Space. I see that interior decorators are all the rage now. The cynic in me sees that all of these homes that have been “staged” look pretty much the same. What is advertised as a reflection of the unique personality of the owner often looks more like a Home Sense showroom. If I close my eyes I can describe to you the interior of one of these homes, the “personal touches” more universal than the owner or the decorator is willing to admit. It’s amazing to me that we flatter ourselves with our unique tastes when in reality the design is as common to a Boston suburb as it is to an Edmonton suburb as it is to an Atlanta suburb.

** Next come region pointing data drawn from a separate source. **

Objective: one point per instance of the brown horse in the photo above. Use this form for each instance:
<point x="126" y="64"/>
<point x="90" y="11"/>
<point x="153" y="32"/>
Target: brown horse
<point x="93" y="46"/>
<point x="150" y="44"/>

And yet every once and a while there is a space that is designed in a truly unique way that leaves a lasting impression. Two examples come to mind. At a church where I preached on their anniversary a few years ago I was given an extensive tour. The church had recently raised a lot of money to renovate its space. It was an old church that wanted to bring a new look to its space. I loved the openness of the space, all of the sun light, the bright colours, the mood lifted as soon as I walked into the building. But one thing caught my eye that seemed “different”. Someone had done her/his homework, in each room, on the wall was an item of historical significance to the church. For instance one room included a very old framed wording the United Church Women’s purpose. The hanging had been restored and my eyes were drawn to the missional message that remind any visitor of what these women had stood for all these years. I thought it was genius to include in a newly renovated space.

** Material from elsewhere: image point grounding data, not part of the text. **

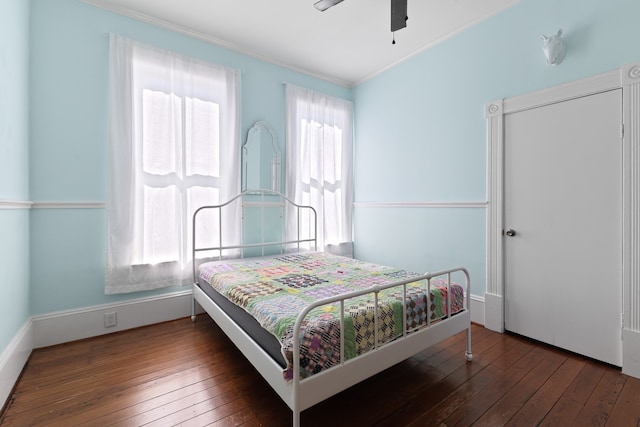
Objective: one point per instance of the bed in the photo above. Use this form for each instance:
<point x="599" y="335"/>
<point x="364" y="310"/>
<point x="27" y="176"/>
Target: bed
<point x="313" y="323"/>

And it was like that in every room in this church, a clean, open and attractive space with all of the features of modern accessibility and functionality but with at least one large historical piece to remind you of the church’s identity and focus. I thought it a most appropriate way to invest the space with a new look and iconic images that would both give the visitor a sense of hope and possibility and a sense of continuity and purpose.

The other space where I was moved to consider something new and something of mission was the Detroit airport. On a trip to Washington we were rerouted to Detroit. I had to get off the plane, change terminals, and board another plane for DC. I was in a rush and had no idea what I was in for as I walked along the passage way between the terminals. All of a sudden there were mood lights, colours dancing on the walls and ceiling, melodic music transporting me to consider how I was being inspired.

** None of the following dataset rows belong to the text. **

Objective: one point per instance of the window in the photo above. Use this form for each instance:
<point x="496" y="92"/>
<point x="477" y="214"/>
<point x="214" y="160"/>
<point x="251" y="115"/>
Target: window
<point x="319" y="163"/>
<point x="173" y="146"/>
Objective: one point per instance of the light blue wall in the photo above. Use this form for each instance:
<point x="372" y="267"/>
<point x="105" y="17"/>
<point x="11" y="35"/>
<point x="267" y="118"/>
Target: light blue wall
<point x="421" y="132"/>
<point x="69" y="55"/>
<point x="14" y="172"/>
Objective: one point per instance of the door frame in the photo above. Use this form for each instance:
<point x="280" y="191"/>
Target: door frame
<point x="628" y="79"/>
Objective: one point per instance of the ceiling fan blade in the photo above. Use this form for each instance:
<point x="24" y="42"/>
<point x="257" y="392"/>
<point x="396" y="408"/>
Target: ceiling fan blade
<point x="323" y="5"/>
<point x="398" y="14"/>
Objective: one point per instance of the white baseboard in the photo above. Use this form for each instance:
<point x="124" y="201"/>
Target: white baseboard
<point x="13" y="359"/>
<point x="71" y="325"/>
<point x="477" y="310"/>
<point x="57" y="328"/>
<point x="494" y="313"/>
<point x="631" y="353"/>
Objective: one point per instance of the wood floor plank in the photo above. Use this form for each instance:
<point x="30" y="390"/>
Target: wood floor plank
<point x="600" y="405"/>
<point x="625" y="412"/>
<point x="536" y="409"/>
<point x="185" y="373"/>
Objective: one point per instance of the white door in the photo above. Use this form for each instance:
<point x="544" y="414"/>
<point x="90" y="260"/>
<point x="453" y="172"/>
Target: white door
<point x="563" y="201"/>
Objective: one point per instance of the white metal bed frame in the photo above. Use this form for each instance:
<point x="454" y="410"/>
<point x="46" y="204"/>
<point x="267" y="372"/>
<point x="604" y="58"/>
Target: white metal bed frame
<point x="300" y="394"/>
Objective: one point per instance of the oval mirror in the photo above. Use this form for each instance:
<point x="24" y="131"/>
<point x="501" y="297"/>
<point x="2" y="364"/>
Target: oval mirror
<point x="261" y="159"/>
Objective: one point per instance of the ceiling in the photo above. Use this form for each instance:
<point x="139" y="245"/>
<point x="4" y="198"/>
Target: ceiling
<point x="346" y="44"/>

Everything about the experience was new and strange and somehow exotic. But then it came to me that this was the motor city, the place where Motown got its start and a city that had gone through a long and difficult fallow period was retaining and reminding others of its spirit of innovation. How clever!

Space is more than a vessel to store our things or to mimic a showroom or a reality TV series. At its best space opens us to the new and reminds us of the sacred past, pointing us to a mission and inspiring us to get there in a new way.